Plus précisément, en temps de crise pandémique, les marques doivent :

- s'assurer que leurs fournisseurs suivent les exigences ou recommandations de leur gouvernement concernant la suspension des grands rassemblements et, si nécessaire, ferment leurs usines pour la durée appropriée afin de protéger la santé des travailleur.euse.s et de leurs communautés, tout en maintenant tous les contrats des travailleurs et le paiement de leurs salaires réguliers complets; "Si les travailleur.euse.s sont licencié.e.s, les marques devraient assurer des paiements immédiats aux usines afin que les travailleurs reçoivent la totalité de leurs indemnités de licenciement légales." Kalpona Akter, présidente de la Fédération des travailleurs de l'industrie de l'habillement du Bangladesh. 

- veiller à ce que les personnes qui sont renvoyées chez elles par manque de travail soient indemnisées à hauteur de leur salaire normal ; Les travailleurs devraient être autorisés à rester chez eux jusqu'à ce que la situation soit gérable - et les marques doivent s'assurer qu'ils reçoivent leur salaire régulier, leur prime de présence et leur allocation de chambre/transport pendant cette période." Tola Moeun, directeur exécutif du Centre pour l'alliance du travail et des droits de l'homme (CENTRAL). 

- veiller à ce que les travailleur.euse.s qui contractent le virus, ou qui soupçonnent qu'ils en sont porteurs, puissent prendre un congé de maladie sans répercussion négative et soient indemnisé.e.s à hauteur de leur salaire normal pendant la période de rétablissement et d'auto-isolement;

"Les marques doivent se tenir aux côtés des travailleur.euses qui confectionnent leurs vêtements et prendre des mesures actives pour s'assurer qu'ils/elles continuent de percevoir leur salaire pendant la fermeture de l'usine ou les congés de maladie."

 

 

- veiller à ce que, lors de la réouverture des usines, les délais de commande soient réévalués afin d'éviter que les travailleureuse.s ne fassent des heures supplémentaires obligatoires pour rattraper les retards ;

- veiller à ce que les mesures de lutte contre le virus ne restreignent pas indûment la liberté de circulation des travailleur.euse.s ou leur liberté d’association;

 - veiller à ce que les travailleur.euse.s de leurs fournisseurs reçoivent des informations précises et actuelles de la part de leurs employeurs.

CONCLUSIONS

La crise du coronavirus révèle pour certains les risques liés à la dépendance de nos économies vis-à-vis de filières d’approvisionnement lointaines.
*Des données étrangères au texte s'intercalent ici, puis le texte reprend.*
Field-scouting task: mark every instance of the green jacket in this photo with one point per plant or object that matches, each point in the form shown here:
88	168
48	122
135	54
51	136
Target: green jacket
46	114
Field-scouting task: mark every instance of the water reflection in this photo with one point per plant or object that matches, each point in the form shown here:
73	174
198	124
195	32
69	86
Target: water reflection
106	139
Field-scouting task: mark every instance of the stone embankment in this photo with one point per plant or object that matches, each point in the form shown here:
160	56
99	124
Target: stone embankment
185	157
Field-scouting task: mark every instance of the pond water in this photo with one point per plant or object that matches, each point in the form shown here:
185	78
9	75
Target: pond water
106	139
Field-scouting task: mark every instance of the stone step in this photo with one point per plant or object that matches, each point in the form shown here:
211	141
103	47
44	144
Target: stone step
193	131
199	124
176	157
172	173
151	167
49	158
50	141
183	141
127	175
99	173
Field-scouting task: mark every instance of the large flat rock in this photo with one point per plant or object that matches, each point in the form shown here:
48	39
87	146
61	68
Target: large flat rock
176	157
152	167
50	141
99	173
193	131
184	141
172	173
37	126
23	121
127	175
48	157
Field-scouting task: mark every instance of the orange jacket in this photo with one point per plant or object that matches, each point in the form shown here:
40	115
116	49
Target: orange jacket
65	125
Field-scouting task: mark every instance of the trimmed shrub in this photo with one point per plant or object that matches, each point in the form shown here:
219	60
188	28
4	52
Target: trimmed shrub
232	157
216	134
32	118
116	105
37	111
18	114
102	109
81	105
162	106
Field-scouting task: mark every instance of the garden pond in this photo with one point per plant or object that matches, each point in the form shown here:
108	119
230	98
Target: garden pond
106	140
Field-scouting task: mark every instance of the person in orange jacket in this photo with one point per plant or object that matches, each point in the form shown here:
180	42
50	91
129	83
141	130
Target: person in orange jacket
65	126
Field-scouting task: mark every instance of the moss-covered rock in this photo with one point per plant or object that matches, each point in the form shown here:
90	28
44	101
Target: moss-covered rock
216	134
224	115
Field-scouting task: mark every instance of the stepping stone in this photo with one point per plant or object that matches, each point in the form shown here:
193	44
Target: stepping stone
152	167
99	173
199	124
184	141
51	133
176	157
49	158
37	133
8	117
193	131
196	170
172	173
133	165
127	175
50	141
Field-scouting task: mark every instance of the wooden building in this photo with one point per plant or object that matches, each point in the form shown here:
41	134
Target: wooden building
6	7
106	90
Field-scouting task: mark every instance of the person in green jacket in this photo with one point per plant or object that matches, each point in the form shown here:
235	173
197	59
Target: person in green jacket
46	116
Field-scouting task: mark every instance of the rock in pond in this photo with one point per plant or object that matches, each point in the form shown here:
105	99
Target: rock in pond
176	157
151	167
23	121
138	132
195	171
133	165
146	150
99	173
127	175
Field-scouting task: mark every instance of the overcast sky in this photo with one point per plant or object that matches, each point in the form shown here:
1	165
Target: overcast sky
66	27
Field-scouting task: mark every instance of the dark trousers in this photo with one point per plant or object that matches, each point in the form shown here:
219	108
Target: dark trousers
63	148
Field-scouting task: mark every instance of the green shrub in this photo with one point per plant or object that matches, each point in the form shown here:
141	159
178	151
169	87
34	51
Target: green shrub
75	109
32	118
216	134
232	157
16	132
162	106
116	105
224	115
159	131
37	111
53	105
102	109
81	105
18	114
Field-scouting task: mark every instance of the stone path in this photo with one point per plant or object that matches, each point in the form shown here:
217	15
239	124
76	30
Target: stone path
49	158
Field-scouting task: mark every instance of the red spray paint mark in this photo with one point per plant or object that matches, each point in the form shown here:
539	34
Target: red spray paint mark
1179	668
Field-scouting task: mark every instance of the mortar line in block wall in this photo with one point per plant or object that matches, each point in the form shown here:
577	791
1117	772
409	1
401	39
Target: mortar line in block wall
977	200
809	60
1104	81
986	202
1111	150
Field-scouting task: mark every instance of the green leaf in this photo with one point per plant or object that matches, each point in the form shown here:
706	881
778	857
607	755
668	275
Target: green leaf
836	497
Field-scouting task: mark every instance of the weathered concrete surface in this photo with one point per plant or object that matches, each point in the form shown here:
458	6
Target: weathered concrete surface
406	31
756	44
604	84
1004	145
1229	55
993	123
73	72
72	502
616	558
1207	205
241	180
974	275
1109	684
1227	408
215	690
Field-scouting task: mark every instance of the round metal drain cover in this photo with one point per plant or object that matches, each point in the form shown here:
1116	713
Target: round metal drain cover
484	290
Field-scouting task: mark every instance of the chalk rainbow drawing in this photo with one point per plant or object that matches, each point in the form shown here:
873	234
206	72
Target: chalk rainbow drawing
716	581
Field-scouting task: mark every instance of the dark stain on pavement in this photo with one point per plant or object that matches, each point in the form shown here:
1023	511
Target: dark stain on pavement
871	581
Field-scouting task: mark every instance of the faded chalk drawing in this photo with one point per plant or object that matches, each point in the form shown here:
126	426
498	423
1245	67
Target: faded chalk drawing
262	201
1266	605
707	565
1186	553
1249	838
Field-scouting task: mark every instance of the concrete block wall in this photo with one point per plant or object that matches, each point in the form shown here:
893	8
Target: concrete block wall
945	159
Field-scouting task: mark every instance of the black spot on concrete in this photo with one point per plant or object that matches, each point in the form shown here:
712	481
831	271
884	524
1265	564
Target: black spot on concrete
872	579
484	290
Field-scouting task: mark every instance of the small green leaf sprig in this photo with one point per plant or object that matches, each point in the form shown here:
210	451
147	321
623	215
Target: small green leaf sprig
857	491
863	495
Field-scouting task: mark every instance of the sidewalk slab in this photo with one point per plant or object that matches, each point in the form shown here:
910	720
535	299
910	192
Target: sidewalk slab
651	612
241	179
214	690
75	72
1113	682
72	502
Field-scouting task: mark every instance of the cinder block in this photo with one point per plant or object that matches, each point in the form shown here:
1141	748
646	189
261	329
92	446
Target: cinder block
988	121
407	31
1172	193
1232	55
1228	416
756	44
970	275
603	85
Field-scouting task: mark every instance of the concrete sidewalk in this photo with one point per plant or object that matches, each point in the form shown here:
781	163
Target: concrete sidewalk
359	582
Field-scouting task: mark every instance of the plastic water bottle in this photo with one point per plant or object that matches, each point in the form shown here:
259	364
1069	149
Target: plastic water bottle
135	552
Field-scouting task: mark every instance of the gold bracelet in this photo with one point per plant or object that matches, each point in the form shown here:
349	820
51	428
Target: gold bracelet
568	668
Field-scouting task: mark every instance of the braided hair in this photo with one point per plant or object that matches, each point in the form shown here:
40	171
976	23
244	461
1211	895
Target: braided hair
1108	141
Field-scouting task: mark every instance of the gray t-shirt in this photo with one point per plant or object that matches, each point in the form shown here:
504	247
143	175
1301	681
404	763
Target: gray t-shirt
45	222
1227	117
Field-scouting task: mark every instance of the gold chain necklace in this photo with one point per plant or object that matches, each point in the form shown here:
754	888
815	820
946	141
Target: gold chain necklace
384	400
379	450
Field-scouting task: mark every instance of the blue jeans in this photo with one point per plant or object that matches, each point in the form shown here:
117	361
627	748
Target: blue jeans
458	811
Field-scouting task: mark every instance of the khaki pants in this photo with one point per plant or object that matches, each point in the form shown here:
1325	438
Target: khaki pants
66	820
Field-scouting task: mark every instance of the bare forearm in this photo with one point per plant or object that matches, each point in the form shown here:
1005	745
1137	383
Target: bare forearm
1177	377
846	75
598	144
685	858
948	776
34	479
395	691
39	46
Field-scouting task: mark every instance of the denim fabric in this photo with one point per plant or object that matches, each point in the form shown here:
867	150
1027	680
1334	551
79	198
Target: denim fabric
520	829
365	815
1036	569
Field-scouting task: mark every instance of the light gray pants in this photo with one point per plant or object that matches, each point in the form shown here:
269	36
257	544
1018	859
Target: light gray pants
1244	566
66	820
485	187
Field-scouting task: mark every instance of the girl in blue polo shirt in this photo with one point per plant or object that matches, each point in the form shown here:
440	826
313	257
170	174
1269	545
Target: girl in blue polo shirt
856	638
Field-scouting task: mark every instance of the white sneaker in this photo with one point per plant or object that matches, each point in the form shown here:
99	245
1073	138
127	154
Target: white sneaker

Elle semble plaider pour une relocalisation de la production. Mais plutôt que la distance, la menace ne vient-elle pas du manque de transparence des filières d’approvisionnement ? Et la gravité de ses conséquences n’est-elle pas liée à l’absence de règles qui permettent aux marques et enseignes, notamment européennes, de s’approvisionner à des prix dérisoires ne permettant pas aux travailleur.euse.s de bénéficier d’une protection sociale ni aux Etats de construire un système sanitaire digne de ce nom ?

La crise actuelle nous invite en tout cas à une profonde remise en cause du modèle d’affaires tel que mis en place dans l’industrie mondialisée de l’habillement depuis les années ’70.  

Externalisation de la production dans des pays à bas salaires sans responsabilité du donneur d’ordre sur les conséquences de ses pratiques accroissent la vulnérabilité des travailleur.euse.s concernées face notamment au coronavirus, que ce soit au Bangladesh, Cambodge, Myanmar, ou au sein de l’Union européenne, en Roumanie, Bulgarie ou Macédoine du Nord par exemple.